This topic is being investigated by Jessie Mckee for her Honours degree. Specifically, she is seeking to understand the limitations surrounding the use of thermal imaging in the field. As remote sensing systems, infrared thermal imaging cameras allow users to passively attain information otherwise unattainable using just human vision. Thus, a new sampling technique for cryptic, rare, nocturnal and otherwise hard to detect species may be upon us. Their seldom use in the field for ecological/ biological studies has been largely successful, yet still impeded by many ‘unknowns’ regarding its use. Specifically, the efficiency of such systems under varying external parameters such as vegetation structure/type, time of day and weather conditions is questionable, and thus to be investigated.

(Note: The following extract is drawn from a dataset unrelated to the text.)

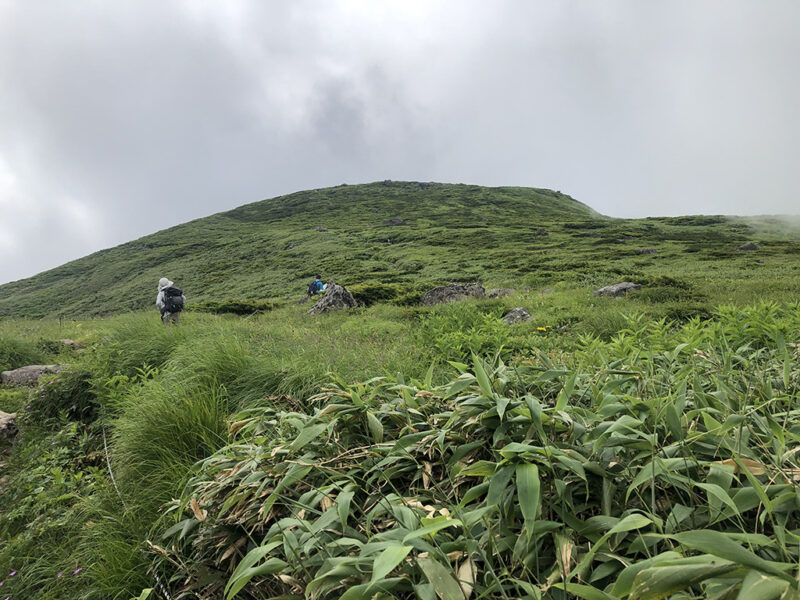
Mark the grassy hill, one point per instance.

A physical model representative of a grassland-like environment has been established, and will be used to investigate the effect of distance and camera angle on detectability; this will be of particular use by allowing those variables to be investigated individually, without the potential influence of environmental factors such as temperature and sunlight.
Upon completion of this, a series of line transect surveys in different vegetative environments will be completed at Samford Ecological Research Facility (SERF). Heated models randomly allocated at distances along the transect will be searched for by a ‘blind’ experimenter, using the thermal imaging system. The angle the camera is held will alternate between 30, 45 and 90 degrees. Distance from the transect will also be alternated between 2, 5 and 10 meters.
It is hoped that by understanding the influence (if any) these basic operating features and environmental settings has on detectability, a standardised protocol for the systems use in the field can be developed. Attaining such information will allow future scientists to determine the applicability and efficiency of such systems for their chosen study, prior to financial or time investment.
This project is due for completion mid June, 2015.